I've connected a DC motor to the PWM signal of an arduino using a MOSFET. The circuit works fine but the scaling of the signal to motor output is driving us nuts.
The PWM duty cycle does not directly correspond to the motor output percentage. The motor doesn't start moving till PWM duty cycle reaches 15% then the motor power jumps from 0 to 30%. And when the PWM signal reaches 100% the motor only gets to 90%. I've tried to scale this using regression methods but still can't eliminate all of the offsets. Regression methods involved recording motor output at certain given duty cycles then finding a mathematical function to relate the input needed to reach a certain output. I want to calibrate the system so that the output follows the input, ie 50% PWM signal corresponds with 50% output.
Am I missing something with how PWM works when controlling motors? I just can't seem to remove the non-linearity from the system.
Henradrie:
The motor doesn't start moving till PWM duty cycle reaches 15% then the motor power jumps from 0 to 30%.
I'm not 100% sure, but I imagine this is because of the static friction. The basic idea of this is that when an object is stationary it has a coefficient of friction, .1 for example, and when it is moving it also has a kinetic coefficient of friction, .05 for example. This means that it requires more force to get an object moving, but once it is moving it doesn't take as much force to keep it moving. That is probably why your motor needs a 15% duty cycle to get moving and then once it is moving its power shoots up. You might be able to fix this slightly by getting it moving, and then lowering the PWM duty cycle some to slow it down.
As to why it only gets to 90% power with a 100% duty cycle, I couldn't tell you. It is probably something with your motor or motor controller. I have personally never experienced this issue before.
Firstly there is the friction in a brushed DC motor - which is significant in small motors, which causes
hysteresis in the response to drive voltage as observed. With extra loading a greater percentage of
drive is needed to move the load and overcome friction.

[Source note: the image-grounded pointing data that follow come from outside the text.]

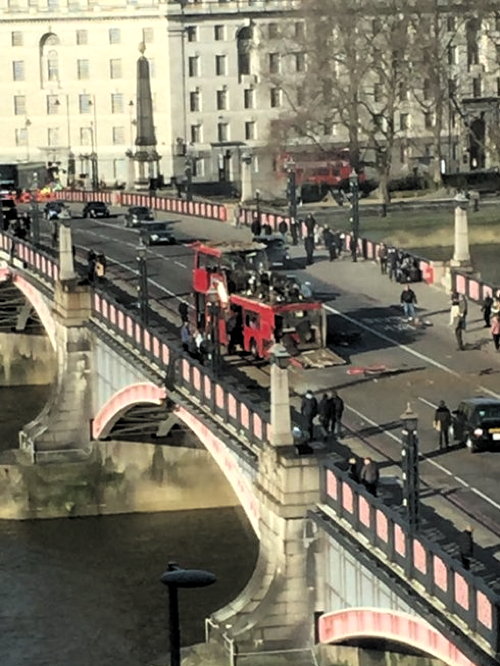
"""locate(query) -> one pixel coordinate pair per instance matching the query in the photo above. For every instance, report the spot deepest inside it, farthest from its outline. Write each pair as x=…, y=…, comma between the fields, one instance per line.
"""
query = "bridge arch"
x=390, y=625
x=37, y=301
x=147, y=392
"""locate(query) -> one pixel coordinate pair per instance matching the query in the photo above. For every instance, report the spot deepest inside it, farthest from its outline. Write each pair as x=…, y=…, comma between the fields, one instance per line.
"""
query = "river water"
x=86, y=591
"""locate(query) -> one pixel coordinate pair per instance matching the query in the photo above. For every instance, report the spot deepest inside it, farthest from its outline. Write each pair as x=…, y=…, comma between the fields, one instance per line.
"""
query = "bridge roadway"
x=423, y=366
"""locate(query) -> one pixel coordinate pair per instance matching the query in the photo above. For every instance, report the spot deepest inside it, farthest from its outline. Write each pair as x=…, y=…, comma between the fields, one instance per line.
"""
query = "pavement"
x=421, y=366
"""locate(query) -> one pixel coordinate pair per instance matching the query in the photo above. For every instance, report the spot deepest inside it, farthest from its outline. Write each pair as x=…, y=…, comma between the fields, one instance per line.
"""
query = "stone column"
x=246, y=178
x=66, y=262
x=461, y=254
x=281, y=427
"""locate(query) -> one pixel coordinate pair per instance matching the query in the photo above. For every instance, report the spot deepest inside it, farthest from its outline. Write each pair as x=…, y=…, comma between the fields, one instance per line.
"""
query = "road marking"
x=404, y=347
x=430, y=461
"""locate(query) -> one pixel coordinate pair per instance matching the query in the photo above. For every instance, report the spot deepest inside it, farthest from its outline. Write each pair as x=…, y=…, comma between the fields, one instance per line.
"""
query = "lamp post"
x=409, y=464
x=35, y=211
x=174, y=578
x=354, y=188
x=291, y=189
x=142, y=287
x=213, y=311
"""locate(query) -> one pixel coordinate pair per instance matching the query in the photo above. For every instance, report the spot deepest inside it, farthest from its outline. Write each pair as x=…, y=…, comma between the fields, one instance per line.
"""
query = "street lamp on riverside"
x=291, y=189
x=354, y=188
x=409, y=464
x=213, y=313
x=174, y=578
x=142, y=288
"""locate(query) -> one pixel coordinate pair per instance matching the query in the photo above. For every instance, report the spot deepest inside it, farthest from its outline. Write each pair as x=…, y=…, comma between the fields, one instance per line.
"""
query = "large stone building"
x=68, y=88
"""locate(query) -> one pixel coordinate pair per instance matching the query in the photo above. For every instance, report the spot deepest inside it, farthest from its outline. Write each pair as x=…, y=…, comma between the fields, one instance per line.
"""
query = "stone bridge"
x=335, y=563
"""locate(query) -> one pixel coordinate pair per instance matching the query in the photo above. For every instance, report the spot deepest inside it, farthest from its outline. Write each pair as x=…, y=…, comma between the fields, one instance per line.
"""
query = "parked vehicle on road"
x=156, y=233
x=95, y=209
x=138, y=214
x=476, y=423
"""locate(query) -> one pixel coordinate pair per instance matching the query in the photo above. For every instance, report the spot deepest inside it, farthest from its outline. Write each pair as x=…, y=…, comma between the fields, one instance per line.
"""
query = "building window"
x=193, y=66
x=300, y=62
x=118, y=135
x=115, y=68
x=85, y=136
x=220, y=65
x=16, y=38
x=52, y=66
x=222, y=132
x=53, y=136
x=221, y=100
x=192, y=33
x=82, y=69
x=18, y=70
x=248, y=97
x=20, y=105
x=82, y=37
x=195, y=133
x=275, y=94
x=117, y=103
x=114, y=36
x=272, y=31
x=84, y=103
x=249, y=130
x=52, y=105
x=299, y=30
x=274, y=63
x=194, y=100
x=148, y=35
x=21, y=136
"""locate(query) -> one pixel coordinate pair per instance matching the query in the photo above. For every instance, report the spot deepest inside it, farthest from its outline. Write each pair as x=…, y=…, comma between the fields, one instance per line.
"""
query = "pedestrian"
x=338, y=411
x=309, y=410
x=495, y=331
x=283, y=229
x=486, y=310
x=183, y=310
x=466, y=546
x=237, y=216
x=330, y=244
x=309, y=248
x=326, y=411
x=408, y=301
x=256, y=226
x=442, y=423
x=382, y=257
x=369, y=476
x=310, y=224
x=354, y=469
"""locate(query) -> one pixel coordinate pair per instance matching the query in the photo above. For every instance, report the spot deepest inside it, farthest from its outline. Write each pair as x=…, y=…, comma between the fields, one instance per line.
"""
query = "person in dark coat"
x=309, y=248
x=330, y=244
x=466, y=546
x=369, y=476
x=442, y=423
x=183, y=310
x=309, y=409
x=256, y=226
x=338, y=411
x=486, y=310
x=326, y=413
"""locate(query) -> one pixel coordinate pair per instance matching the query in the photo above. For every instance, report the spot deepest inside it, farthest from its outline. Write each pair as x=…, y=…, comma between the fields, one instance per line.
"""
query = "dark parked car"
x=156, y=233
x=95, y=209
x=476, y=423
x=276, y=251
x=138, y=214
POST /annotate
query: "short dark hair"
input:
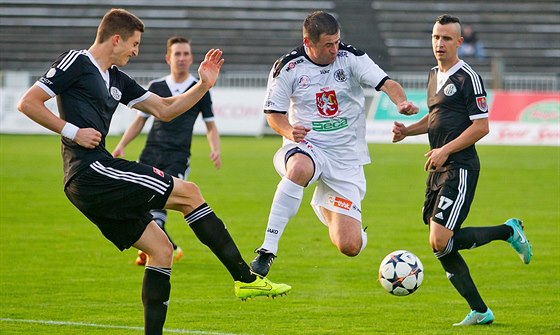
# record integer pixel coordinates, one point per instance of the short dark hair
(118, 21)
(318, 23)
(176, 39)
(446, 19)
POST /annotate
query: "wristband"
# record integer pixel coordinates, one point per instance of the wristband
(69, 131)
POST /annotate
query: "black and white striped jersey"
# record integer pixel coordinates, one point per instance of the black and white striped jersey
(453, 103)
(87, 97)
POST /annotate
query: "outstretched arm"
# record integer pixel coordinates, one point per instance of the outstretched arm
(166, 109)
(397, 95)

The second issue is decay mode. There are several ways for PWM to be applied to a motor, especially
if via an H-bridge, and several decay modes are not linear at all because the current falls to zero in
part of the waveform, and the percentage of time its at zero depends on various factors, leading to an
effective voltage that is not proportional to the PWM duty cycle.
The linear way to do things is to use high frequency PWM in synchronous rectification mode - the current
never decays to zero, and has a small amount of ripple under load. The effective driving voltage is
linear with PWM duty cycle because the winding is always being driven.

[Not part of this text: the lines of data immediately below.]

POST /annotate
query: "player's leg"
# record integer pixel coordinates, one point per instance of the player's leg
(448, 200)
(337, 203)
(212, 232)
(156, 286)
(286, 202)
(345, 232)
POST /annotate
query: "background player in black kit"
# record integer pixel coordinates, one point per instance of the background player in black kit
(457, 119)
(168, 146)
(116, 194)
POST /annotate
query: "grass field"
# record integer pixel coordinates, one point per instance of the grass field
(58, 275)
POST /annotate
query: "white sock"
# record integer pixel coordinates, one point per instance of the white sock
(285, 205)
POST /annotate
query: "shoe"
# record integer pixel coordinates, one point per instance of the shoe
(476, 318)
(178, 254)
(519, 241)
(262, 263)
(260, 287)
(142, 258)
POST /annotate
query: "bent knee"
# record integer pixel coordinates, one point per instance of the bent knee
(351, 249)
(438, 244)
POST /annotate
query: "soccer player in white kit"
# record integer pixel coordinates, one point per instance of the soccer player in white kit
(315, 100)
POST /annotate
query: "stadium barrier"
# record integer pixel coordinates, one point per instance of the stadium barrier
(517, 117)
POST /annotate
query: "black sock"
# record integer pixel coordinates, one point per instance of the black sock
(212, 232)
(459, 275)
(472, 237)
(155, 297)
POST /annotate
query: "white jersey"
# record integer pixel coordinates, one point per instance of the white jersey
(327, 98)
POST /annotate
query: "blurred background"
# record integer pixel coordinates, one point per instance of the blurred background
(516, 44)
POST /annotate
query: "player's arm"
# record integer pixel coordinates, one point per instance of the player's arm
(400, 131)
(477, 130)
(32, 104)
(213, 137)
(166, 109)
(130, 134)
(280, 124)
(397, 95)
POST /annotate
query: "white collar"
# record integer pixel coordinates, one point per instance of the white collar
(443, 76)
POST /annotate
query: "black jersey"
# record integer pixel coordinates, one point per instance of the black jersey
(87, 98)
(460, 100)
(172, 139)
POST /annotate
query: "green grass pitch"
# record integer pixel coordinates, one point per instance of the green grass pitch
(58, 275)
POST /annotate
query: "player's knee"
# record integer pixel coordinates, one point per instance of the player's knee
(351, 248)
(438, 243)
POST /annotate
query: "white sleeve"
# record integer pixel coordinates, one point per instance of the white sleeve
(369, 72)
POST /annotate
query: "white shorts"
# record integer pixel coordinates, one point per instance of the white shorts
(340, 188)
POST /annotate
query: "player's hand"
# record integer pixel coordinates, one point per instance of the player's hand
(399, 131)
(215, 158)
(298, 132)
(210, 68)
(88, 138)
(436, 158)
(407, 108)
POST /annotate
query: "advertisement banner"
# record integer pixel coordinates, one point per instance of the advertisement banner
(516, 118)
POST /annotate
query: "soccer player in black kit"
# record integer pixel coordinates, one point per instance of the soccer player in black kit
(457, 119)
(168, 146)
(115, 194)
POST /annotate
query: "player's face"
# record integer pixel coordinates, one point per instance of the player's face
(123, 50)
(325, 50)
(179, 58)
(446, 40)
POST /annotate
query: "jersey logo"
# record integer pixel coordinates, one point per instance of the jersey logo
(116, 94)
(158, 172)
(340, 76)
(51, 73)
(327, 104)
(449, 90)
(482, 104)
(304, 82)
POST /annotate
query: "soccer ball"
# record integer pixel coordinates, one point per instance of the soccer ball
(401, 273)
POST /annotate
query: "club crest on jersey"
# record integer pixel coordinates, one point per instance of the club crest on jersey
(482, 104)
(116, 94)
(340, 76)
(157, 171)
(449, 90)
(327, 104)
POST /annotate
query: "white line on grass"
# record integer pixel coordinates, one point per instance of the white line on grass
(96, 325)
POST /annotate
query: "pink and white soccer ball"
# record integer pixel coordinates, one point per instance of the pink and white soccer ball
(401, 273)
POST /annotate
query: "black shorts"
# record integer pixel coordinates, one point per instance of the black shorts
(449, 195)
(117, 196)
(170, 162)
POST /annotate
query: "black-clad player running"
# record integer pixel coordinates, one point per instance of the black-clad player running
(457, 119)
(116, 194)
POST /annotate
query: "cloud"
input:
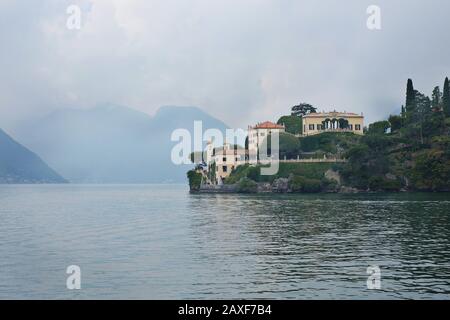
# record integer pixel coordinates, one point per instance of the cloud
(242, 61)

This mode isn't often used because the higher frequencies tend to mean more losses in the motor
magnetic circuit and more switching losses, but its perfect for linear control in a servomotor for instance
since control loops work best in linear systems.

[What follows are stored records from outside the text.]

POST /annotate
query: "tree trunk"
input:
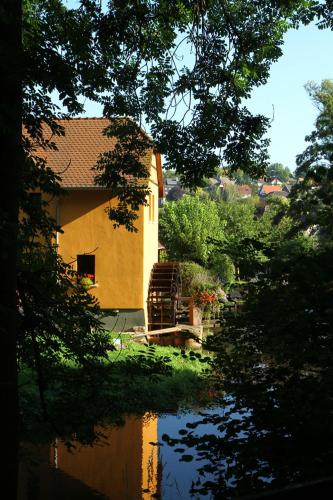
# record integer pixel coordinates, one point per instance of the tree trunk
(11, 160)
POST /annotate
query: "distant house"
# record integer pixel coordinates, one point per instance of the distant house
(261, 181)
(277, 194)
(119, 261)
(275, 181)
(244, 191)
(170, 184)
(287, 188)
(269, 188)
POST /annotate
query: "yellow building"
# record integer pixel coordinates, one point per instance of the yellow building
(119, 261)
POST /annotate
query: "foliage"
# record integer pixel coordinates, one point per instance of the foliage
(185, 226)
(193, 276)
(279, 170)
(223, 267)
(175, 193)
(312, 199)
(134, 380)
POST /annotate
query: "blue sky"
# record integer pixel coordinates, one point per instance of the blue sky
(306, 56)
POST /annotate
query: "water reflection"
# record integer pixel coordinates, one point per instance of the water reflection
(130, 462)
(121, 465)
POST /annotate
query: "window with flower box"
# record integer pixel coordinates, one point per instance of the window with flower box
(86, 267)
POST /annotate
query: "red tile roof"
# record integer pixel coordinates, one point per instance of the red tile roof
(270, 188)
(78, 151)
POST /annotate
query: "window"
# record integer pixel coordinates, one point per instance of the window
(151, 207)
(34, 205)
(86, 267)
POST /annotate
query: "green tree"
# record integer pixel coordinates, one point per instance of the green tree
(280, 171)
(185, 227)
(312, 199)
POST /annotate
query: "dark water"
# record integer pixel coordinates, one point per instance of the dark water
(128, 462)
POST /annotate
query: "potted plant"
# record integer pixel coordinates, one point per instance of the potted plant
(86, 280)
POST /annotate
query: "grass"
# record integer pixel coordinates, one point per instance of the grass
(133, 380)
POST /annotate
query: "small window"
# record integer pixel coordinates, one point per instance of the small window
(151, 207)
(34, 204)
(86, 267)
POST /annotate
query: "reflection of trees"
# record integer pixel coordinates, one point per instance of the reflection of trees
(123, 464)
(275, 364)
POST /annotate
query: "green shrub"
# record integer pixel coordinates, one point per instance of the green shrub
(194, 277)
(224, 268)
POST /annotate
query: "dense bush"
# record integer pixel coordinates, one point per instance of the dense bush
(194, 276)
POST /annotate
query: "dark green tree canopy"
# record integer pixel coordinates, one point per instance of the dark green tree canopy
(280, 171)
(179, 69)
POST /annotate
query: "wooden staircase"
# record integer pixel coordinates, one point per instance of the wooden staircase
(163, 295)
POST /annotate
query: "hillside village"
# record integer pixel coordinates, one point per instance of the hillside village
(224, 186)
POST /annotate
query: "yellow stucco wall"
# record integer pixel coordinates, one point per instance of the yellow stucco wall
(150, 229)
(123, 260)
(118, 253)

How are you measuring motor speed and how does the PWM controller "know" what the motor speed is.
If you have no feedback of the motor's speed to the controller then you have in effect an open-loop control system and you're doing pretty well if the problems you experience are the only ones.
An open loop control is one where you issue a command for something to happen but then get no acknowledgement it either has happend or has "nearly happened". If you "close the loop" by providing feedback of motor response then the controller can adjust its output until the motor's actual speed matches that which you have requested.
Because a motor is a dynamic device with a somewhat non-linear response to input mean voltage then you cannot get the response you expect without making appropriate allowances. In general it is stated that DC motor speed is a direct function of voltage - that's reasonably true until you consider the variables of friction, windage, commutation, mechanical load etc etc. These variables can however be compensated for my monitoring motor speed and feeding this back into the controller.
You refer to tuning the PWM. Without feedback you cannot "tune"
Tuning was a poor choice of wording. Mapping would have been a better one.
I've read your comments and have come to understand that adjusting the speed of a motor is more difficult than I thought and there is no easy fix. Thanks for the knowledge guys.
The way I solved this problem is to set the PWM signal at certain duty cycles then measured the fluid output from the pump. After doing this a few times I had a graph showing fluid output vs duty cycle. I was then able to find a mathematical function that related output to duty cycle. This function was used to determine the input needed to produce the output in percent of total output. It's basically mapping input to output values in a way that allows the user to easily adjust the pump output.
I might add a feedback loop if they ask me but I doubt they will because they want to get something done asap.
Unfortunately mapping is still an open loop since pump output will vary depending on changes in speed, discharge back pressure (head), fluid temperature and fluid viscocity. If you could fit a flow measurement device into the pump outlet then you will have a good feedback signal for controlling pump speed. Without information on flow rates it is not possible to suggest a suitable transducer.
You might take a look at how Grundfos type circulating CH pumps work.
The modern ones have integrated controllers with pressure/flow/temperature feedback.
The solar ones have an external speed control input which appears quite linear, range being about 30 % to 100 %.
EDIT
By linear i mean related to mass flow , as the head is variable.
Another thought is if you can use a 3 phase motor, ESC (electronic speed controllers) can be had from modelling suppliers which use back EMF to sense speed.